With a robust presence spanning minerals, energy and metals, the management said the company is strategically positioned to capitalize on the emerging opportunities, particularly in the minerals and energy sector.
The group will continue to benefit from its established market position in key long steel products and ferro alloys, while the strategic acquisition of SKS Power is expected to further enhance its revenue diversification and operational integration, thereby ensuring healthy cash generation. The financial risk profile is likely to remain strong over the medium term, according to Crisil Ratings.
Healthy operating performance with continued volume growth in metals business supported by high-capacity utilisation and operating margin of more than 25 per cent due to increased integration, leading to significant and sustained improvement in scale of operations as well as net cash accrual.
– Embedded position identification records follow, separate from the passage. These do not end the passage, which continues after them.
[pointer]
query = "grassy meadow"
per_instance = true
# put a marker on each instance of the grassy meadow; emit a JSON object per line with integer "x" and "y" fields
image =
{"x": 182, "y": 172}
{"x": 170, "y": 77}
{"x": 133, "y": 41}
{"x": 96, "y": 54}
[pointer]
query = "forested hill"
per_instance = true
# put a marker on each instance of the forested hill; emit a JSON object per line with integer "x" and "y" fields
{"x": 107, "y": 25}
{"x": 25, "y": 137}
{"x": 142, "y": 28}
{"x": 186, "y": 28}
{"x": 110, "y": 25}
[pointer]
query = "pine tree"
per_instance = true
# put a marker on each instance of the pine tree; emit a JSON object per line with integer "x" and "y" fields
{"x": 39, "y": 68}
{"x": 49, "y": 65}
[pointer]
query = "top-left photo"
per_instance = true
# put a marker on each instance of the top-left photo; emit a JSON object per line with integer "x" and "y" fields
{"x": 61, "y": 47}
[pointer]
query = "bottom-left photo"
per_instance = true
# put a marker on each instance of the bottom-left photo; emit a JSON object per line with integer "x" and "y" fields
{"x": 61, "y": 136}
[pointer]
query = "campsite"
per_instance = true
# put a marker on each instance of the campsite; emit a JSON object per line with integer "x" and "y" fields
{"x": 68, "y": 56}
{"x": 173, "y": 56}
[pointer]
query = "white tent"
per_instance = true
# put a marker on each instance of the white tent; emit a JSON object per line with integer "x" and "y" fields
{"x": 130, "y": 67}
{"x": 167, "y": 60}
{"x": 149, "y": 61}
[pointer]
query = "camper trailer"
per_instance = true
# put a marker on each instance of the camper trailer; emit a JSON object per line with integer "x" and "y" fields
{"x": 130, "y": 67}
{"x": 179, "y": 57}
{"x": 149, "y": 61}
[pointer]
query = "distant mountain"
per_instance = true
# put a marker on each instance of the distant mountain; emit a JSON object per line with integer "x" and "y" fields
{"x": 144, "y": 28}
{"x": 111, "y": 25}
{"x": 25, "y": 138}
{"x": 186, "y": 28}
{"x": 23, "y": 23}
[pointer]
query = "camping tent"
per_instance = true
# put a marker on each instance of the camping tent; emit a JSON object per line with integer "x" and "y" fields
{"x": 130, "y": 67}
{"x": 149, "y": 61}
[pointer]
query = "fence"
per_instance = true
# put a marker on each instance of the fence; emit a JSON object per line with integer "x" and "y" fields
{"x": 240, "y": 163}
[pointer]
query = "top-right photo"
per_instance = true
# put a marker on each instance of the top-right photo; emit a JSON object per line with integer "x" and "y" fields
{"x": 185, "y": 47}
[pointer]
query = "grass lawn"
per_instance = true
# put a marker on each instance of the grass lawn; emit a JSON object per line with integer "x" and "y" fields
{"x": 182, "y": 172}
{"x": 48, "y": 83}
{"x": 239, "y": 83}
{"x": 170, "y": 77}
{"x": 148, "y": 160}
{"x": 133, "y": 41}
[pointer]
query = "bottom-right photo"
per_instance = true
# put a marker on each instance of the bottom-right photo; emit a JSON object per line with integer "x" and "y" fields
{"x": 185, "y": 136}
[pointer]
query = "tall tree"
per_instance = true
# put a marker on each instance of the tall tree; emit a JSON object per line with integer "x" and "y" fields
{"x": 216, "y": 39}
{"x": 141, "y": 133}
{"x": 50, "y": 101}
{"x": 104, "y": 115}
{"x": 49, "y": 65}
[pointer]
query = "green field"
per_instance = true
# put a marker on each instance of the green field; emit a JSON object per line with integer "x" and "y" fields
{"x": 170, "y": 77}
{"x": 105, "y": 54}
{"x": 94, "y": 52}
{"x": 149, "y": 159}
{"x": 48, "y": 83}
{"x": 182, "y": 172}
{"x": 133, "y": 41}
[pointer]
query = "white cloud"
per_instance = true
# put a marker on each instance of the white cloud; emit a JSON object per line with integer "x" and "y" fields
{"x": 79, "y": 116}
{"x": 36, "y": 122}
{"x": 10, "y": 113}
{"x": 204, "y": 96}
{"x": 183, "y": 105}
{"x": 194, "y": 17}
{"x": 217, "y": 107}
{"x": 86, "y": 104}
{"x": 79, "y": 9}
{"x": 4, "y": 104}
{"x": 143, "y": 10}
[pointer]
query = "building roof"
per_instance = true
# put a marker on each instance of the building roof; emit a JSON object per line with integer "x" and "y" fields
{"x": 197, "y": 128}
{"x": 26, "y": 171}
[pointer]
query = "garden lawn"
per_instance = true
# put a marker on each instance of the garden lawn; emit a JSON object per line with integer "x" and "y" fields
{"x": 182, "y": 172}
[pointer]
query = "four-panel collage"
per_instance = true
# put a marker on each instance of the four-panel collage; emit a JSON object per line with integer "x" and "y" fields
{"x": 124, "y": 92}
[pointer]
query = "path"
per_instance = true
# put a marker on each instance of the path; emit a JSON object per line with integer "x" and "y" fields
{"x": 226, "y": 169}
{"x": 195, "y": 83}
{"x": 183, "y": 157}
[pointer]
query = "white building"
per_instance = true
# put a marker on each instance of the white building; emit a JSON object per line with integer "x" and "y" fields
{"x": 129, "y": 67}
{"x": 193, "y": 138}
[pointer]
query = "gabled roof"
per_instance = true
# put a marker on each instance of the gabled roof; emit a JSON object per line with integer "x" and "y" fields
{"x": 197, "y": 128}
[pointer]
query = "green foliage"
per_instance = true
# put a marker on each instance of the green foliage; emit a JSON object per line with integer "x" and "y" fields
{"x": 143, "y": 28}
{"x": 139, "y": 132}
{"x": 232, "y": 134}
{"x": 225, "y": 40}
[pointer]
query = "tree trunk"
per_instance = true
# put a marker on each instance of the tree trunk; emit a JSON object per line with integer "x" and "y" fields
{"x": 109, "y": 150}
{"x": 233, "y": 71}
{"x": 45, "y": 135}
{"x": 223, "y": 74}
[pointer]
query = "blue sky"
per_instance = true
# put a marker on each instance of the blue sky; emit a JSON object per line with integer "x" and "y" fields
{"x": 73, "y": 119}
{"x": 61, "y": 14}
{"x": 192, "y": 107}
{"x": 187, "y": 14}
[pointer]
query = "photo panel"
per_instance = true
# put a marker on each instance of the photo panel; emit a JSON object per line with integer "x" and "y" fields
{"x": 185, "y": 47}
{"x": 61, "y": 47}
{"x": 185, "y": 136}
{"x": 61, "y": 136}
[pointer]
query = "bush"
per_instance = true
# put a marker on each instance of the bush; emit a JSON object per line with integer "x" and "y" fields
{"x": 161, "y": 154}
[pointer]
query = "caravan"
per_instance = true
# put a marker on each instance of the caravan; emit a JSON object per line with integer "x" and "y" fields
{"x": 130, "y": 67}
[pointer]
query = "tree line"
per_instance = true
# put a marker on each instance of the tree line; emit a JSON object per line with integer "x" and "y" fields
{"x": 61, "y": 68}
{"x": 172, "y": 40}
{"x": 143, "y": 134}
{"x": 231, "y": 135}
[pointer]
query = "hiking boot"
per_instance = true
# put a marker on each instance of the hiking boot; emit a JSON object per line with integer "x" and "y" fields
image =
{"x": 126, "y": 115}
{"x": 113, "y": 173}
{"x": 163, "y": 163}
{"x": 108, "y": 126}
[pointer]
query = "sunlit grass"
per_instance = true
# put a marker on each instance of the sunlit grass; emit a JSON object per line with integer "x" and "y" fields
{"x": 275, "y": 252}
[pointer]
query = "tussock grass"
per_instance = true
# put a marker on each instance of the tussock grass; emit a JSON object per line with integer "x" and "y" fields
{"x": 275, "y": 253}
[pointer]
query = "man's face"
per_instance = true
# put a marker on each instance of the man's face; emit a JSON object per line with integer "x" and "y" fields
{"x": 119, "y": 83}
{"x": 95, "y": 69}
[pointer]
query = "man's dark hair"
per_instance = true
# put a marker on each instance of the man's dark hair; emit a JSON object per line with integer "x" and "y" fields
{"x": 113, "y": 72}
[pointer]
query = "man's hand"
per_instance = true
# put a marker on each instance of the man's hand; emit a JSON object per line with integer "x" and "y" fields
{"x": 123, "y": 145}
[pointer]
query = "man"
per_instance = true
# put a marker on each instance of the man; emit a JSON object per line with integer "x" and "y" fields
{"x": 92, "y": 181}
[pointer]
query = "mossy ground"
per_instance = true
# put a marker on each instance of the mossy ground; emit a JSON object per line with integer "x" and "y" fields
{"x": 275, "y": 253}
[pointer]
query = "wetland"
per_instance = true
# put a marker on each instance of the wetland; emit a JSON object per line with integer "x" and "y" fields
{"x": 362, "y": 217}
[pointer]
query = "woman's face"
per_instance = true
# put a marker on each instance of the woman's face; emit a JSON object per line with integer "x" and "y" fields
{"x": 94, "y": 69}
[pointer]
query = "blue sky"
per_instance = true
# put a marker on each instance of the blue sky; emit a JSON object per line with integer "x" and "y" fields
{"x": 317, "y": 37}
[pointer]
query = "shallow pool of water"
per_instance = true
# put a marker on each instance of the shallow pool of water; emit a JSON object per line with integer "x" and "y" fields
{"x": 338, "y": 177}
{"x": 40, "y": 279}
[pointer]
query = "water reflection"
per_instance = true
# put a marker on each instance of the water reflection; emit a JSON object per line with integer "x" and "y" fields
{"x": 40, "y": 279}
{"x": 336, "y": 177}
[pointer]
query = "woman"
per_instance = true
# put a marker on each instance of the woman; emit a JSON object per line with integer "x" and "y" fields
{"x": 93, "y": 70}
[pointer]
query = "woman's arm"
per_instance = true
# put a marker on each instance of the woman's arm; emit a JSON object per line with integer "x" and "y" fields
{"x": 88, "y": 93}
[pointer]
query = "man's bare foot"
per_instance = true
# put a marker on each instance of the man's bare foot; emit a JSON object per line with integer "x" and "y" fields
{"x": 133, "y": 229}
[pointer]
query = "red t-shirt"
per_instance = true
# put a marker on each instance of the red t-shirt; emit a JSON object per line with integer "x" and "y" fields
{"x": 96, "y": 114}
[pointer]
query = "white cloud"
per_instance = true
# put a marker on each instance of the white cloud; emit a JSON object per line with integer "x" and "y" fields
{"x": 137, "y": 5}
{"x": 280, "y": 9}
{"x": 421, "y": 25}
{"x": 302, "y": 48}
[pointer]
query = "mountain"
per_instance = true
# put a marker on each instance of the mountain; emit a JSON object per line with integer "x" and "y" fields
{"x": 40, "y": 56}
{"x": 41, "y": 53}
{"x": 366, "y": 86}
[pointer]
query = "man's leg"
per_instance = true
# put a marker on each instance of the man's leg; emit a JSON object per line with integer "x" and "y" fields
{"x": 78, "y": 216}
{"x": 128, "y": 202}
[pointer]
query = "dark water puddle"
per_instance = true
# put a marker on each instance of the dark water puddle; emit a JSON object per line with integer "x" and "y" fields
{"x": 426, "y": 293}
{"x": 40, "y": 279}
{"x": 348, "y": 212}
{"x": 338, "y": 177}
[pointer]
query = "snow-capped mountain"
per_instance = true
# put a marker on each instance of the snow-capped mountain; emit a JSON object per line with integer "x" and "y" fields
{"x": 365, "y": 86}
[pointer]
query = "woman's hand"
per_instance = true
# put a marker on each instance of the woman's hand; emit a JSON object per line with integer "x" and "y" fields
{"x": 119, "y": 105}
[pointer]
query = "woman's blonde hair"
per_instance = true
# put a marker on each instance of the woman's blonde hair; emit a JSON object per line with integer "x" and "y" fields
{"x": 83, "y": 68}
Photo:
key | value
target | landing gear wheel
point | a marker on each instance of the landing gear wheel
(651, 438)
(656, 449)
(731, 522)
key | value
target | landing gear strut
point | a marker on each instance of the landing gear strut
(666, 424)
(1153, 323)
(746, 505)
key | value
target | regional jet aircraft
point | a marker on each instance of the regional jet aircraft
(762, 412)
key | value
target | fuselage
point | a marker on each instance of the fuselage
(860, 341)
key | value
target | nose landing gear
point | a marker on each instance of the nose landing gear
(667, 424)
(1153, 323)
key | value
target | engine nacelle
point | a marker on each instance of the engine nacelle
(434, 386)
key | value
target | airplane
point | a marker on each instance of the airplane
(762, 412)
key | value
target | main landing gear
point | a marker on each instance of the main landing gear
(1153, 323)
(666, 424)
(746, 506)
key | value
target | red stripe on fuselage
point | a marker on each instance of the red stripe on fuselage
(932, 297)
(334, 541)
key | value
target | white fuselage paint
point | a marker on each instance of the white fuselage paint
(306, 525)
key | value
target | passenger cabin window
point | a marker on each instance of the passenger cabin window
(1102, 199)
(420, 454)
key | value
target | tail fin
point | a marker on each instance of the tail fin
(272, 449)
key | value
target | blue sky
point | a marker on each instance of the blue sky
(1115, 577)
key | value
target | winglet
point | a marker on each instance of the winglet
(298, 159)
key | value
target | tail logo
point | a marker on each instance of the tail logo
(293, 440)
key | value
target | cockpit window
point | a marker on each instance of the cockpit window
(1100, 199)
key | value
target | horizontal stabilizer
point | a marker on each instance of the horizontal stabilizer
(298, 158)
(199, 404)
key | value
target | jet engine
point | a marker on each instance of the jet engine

The company’s significantly higher-than-expected operating cash accrual from SKS Power on sustained basis, driven by the addition of long-term PPAs at remunerative tariffs and low cost of generation, supporting Plant Load Factors (PLFs) of more than 60-65 per cent, rating agency said.
Last week, CARE Ratings upgraded the bank facilities of SEML’s subsidiary Madhya Bharat Power Corporation Limited (MBPCL), which is operating a 113-MW run-of-the-river hydroelectric power project in Sikkim. The rating agency said upgrade factors in the healthy track record of ~4 years with satisfactory operational performance and timely collections.
The company reported PLF of 40.0 per cent in FY24 against 43.8 per cent in FY23. The average PLF in 9MFY25 was ~51 per cent which is in line with 9MFY24 performance. This apart, the plant has been consistently meeting its designed energy (38 per cent) and Normative Annual Plant Availability Factor (NAPAF) requirements of 78 per cent since it was commissioned in June 2021. The company achieved a PAF of 82 per cent in FY24 and a higher PAF of 94 per cent in 9MFY25. Going forward, CARE Ratings expects generation and PAF to remain in line with the historical trend.
The stable outlook reflects MBPCL’s ability to sustain its financial credit due to its stable returns through long-term PPA, steady generation and collection profile as well as the benefits accruing from being part of the Sarda Group, the rating agency said.